Machine learning with ML.NET is documented in a confusing way, in particular when it comes to F#.
Some resources I found are:
- ML.NET Cookbook
- ML.NET Samples Also has some F# samples, unfortunately not all.
- Binary Classification for mushrooms coded in C#, but interesting example.
- FSharpML is a light weight API written in F# on top of ML.NET.
Supported classification
Machine learning falls into two big categories [IBM]: supervised and unsupervised learning.
Supervised learning algorithms are provided with a data set that has been prepared to contains the desired result, the label. Unsupervised learning does not have labels, but discovers patterns that help solve for clustering or association problems.

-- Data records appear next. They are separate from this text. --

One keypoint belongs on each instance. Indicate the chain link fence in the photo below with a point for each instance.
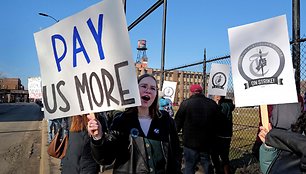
(246, 119)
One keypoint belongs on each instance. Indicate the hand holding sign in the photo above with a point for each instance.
(94, 127)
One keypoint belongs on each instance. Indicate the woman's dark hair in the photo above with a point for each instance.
(154, 108)
(300, 124)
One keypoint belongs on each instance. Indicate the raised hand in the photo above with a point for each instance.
(263, 132)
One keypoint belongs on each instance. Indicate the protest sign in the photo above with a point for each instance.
(261, 63)
(218, 79)
(169, 89)
(86, 62)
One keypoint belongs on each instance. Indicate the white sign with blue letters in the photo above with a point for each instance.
(86, 62)
(261, 63)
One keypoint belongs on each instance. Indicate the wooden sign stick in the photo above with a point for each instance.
(264, 116)
(92, 116)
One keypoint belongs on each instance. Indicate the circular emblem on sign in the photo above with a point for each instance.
(260, 60)
(219, 79)
(168, 91)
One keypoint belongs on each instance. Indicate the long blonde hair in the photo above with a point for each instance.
(78, 123)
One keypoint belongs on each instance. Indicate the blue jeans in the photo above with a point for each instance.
(192, 157)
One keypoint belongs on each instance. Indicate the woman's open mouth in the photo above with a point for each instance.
(146, 98)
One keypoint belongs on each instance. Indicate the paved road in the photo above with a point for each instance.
(20, 136)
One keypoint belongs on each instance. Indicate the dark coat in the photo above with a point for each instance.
(292, 151)
(78, 158)
(125, 143)
(197, 116)
(225, 122)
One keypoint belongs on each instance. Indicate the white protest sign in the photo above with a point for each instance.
(261, 63)
(34, 87)
(86, 62)
(169, 89)
(218, 79)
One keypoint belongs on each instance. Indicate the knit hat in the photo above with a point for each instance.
(196, 88)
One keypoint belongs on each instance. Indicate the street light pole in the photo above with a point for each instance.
(46, 15)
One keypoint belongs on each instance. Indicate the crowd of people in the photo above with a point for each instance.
(144, 139)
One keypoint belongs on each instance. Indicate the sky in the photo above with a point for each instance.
(192, 26)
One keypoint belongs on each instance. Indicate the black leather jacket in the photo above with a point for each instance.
(125, 143)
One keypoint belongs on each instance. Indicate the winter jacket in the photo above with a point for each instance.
(78, 158)
(225, 122)
(133, 152)
(197, 117)
(288, 155)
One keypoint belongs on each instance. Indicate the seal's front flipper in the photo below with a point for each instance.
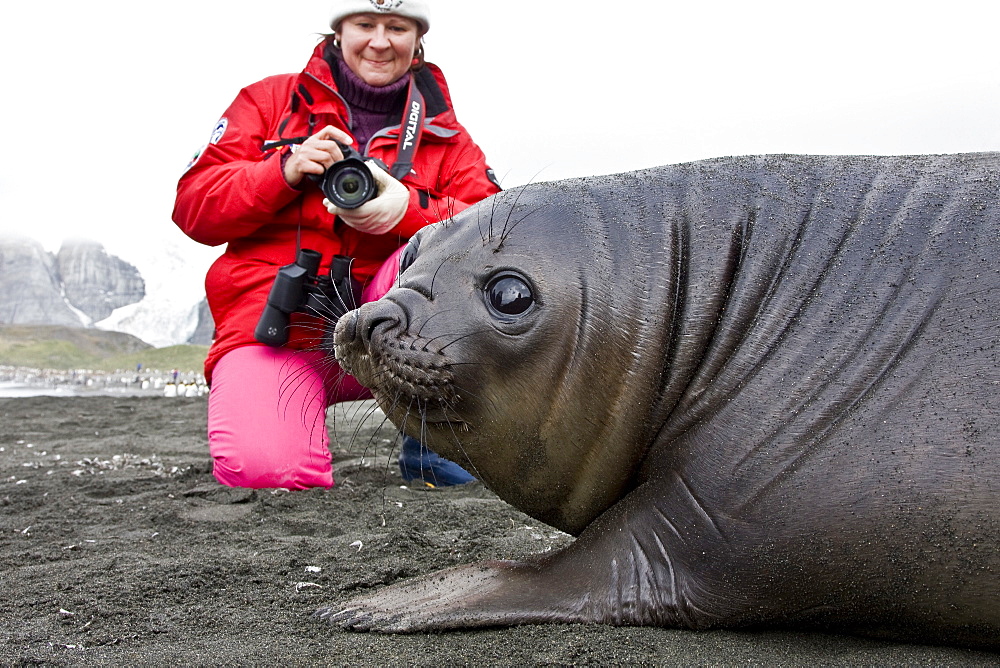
(497, 593)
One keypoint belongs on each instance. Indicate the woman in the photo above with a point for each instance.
(366, 86)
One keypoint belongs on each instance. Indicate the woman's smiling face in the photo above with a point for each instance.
(379, 48)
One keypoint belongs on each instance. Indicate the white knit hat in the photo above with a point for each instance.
(411, 9)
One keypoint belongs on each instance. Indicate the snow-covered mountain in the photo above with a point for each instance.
(153, 291)
(175, 288)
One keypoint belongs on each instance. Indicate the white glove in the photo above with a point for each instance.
(378, 215)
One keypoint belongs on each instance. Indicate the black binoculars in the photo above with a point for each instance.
(348, 183)
(298, 288)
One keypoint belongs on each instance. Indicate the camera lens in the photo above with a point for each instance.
(349, 184)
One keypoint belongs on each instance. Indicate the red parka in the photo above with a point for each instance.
(235, 193)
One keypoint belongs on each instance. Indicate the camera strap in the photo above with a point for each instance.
(410, 128)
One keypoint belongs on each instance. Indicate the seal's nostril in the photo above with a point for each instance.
(376, 323)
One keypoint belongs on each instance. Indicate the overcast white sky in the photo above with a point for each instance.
(103, 103)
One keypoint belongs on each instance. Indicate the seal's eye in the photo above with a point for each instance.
(408, 255)
(509, 295)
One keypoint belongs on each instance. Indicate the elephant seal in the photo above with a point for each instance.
(761, 391)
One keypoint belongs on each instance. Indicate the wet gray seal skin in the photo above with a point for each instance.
(763, 391)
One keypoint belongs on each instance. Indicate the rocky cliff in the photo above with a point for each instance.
(76, 287)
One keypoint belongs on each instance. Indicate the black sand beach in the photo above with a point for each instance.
(117, 548)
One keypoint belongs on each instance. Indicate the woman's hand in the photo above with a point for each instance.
(315, 154)
(378, 215)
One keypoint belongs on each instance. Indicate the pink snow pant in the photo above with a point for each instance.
(267, 409)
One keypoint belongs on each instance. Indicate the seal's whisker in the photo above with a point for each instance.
(434, 277)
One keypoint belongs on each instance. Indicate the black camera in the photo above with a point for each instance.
(298, 288)
(348, 183)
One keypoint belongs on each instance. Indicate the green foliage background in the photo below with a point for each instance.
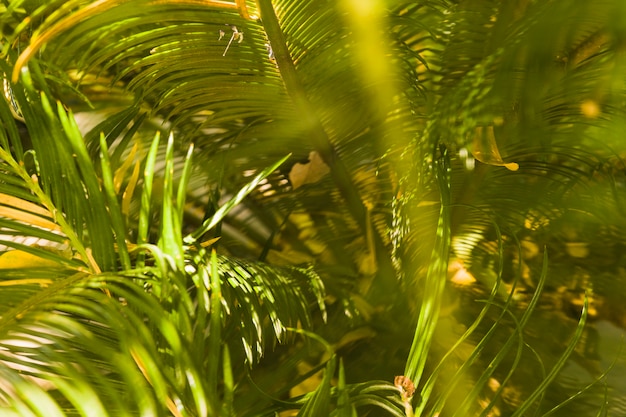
(163, 256)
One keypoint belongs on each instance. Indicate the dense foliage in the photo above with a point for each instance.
(311, 207)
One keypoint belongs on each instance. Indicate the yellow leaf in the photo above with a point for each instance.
(486, 150)
(308, 173)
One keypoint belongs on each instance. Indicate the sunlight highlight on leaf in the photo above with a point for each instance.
(485, 149)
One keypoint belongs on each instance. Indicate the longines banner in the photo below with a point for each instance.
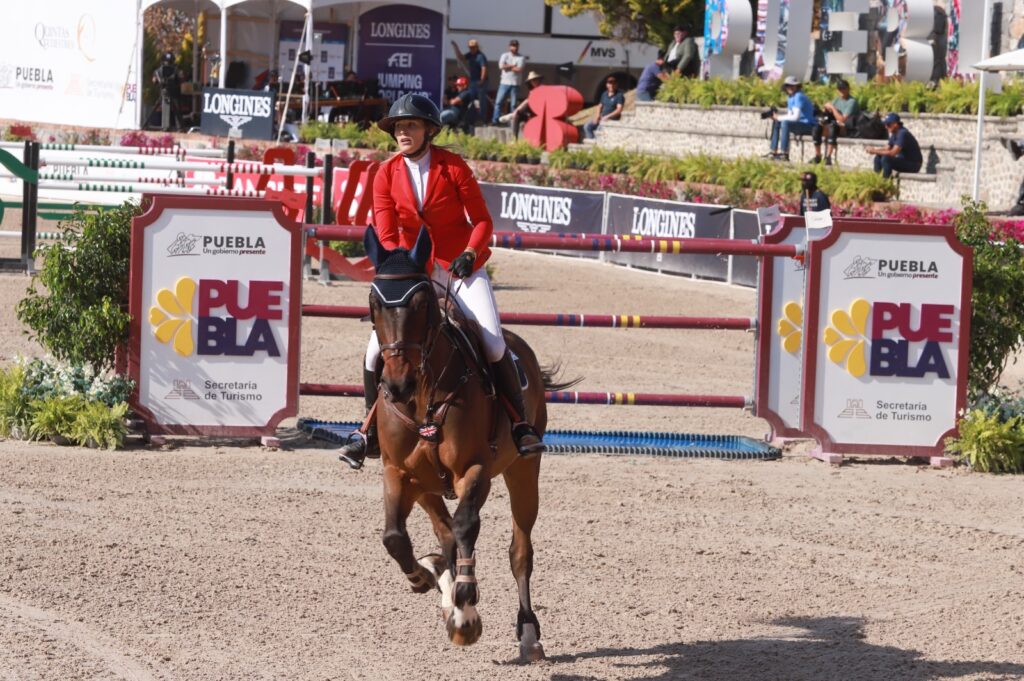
(886, 330)
(247, 114)
(400, 47)
(654, 218)
(215, 297)
(70, 62)
(545, 210)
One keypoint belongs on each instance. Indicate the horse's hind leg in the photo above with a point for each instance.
(440, 565)
(464, 626)
(398, 500)
(521, 479)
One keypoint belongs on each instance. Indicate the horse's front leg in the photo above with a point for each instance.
(398, 499)
(464, 626)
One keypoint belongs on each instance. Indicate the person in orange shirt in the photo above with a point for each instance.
(427, 185)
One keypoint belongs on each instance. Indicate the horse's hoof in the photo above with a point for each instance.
(422, 580)
(530, 649)
(464, 627)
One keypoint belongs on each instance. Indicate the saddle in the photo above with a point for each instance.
(467, 337)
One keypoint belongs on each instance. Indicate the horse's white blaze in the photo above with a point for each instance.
(464, 615)
(446, 584)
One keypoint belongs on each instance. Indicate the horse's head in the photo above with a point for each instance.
(403, 309)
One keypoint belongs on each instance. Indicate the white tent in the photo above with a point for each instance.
(991, 65)
(275, 9)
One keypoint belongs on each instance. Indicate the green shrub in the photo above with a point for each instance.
(100, 426)
(85, 316)
(948, 96)
(996, 299)
(15, 411)
(55, 416)
(989, 443)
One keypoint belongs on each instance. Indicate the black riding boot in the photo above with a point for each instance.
(527, 440)
(364, 444)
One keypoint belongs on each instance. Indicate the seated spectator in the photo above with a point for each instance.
(650, 79)
(841, 114)
(523, 113)
(902, 154)
(611, 107)
(456, 114)
(811, 198)
(798, 119)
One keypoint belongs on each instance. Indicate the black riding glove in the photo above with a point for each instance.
(463, 265)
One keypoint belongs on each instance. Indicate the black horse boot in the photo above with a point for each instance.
(527, 440)
(364, 445)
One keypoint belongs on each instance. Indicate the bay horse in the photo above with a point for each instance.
(441, 433)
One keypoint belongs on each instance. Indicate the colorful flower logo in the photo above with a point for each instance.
(847, 337)
(171, 316)
(791, 327)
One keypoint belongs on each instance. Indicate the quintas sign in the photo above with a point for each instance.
(886, 343)
(215, 304)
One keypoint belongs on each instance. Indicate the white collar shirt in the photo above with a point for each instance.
(419, 173)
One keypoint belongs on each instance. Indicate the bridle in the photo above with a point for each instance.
(400, 347)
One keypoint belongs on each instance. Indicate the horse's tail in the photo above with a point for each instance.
(552, 381)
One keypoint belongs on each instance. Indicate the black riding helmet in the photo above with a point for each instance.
(411, 105)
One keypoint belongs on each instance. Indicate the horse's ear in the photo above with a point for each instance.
(375, 250)
(421, 252)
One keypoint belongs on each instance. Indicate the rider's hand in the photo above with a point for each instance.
(463, 265)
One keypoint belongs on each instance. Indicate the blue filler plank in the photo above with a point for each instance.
(676, 445)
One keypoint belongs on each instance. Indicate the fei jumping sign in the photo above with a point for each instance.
(215, 306)
(888, 314)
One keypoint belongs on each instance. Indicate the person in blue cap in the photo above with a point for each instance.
(902, 154)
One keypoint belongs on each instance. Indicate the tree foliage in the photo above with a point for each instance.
(84, 317)
(997, 297)
(642, 20)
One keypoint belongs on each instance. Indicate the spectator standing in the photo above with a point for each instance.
(811, 198)
(510, 64)
(799, 119)
(476, 66)
(611, 107)
(650, 79)
(457, 108)
(682, 55)
(844, 111)
(168, 78)
(902, 154)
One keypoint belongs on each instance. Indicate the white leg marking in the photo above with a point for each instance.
(446, 584)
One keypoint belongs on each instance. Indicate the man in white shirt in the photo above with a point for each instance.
(510, 65)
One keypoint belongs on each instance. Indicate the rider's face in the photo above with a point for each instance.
(409, 134)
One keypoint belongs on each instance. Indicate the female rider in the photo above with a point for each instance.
(428, 185)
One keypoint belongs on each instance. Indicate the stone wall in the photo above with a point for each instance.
(947, 142)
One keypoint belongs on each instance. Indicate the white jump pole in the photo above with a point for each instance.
(976, 192)
(166, 164)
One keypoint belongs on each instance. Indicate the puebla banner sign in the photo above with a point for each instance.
(400, 47)
(247, 114)
(215, 306)
(654, 218)
(886, 336)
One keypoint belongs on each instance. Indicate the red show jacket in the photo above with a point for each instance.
(454, 209)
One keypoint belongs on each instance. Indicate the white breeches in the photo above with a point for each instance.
(476, 301)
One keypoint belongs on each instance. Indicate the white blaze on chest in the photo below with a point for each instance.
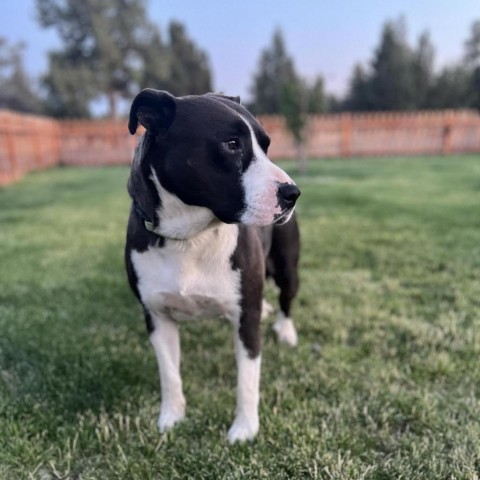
(191, 279)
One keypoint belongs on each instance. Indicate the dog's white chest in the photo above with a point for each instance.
(191, 279)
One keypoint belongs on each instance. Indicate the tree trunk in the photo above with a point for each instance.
(301, 157)
(112, 102)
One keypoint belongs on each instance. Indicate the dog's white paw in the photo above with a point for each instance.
(267, 309)
(243, 429)
(286, 331)
(169, 416)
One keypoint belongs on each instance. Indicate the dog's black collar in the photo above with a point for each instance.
(147, 221)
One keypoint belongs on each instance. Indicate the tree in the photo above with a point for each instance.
(275, 70)
(391, 82)
(110, 50)
(16, 92)
(358, 97)
(422, 71)
(317, 101)
(189, 70)
(452, 88)
(278, 89)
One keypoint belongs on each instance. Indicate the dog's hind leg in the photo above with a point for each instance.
(166, 342)
(283, 257)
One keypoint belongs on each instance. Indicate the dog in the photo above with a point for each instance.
(211, 217)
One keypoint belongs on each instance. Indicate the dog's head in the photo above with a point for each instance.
(210, 152)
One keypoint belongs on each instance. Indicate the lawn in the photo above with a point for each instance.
(385, 381)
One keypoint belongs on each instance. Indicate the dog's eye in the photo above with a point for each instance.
(234, 144)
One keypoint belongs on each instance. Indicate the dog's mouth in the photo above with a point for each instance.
(283, 216)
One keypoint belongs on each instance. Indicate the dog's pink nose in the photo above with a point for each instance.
(288, 194)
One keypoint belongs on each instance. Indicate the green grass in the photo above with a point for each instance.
(384, 384)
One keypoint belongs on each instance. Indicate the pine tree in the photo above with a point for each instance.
(16, 92)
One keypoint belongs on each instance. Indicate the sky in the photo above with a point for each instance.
(326, 37)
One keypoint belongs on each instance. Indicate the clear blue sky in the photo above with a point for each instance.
(324, 36)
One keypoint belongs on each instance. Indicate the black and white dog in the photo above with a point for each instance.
(202, 185)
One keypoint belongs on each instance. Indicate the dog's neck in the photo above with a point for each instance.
(177, 220)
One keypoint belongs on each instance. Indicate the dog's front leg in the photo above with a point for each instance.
(166, 342)
(247, 349)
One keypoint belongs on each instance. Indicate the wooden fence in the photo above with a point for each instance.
(29, 142)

Supervised learning covers two kinds of learning [IBM]:
Classification algorithms classify the data into specific categories.
Regression algorithms are used to understand the relationship between dependent and independent variables. It is typically used for projections.
mlnet supports several of these algorithms, as indicated in the tutorial:
Classification - Use this when you want to predict which category data belongs in (for example, analyzing sentiment of customer reviews as either positive or negative).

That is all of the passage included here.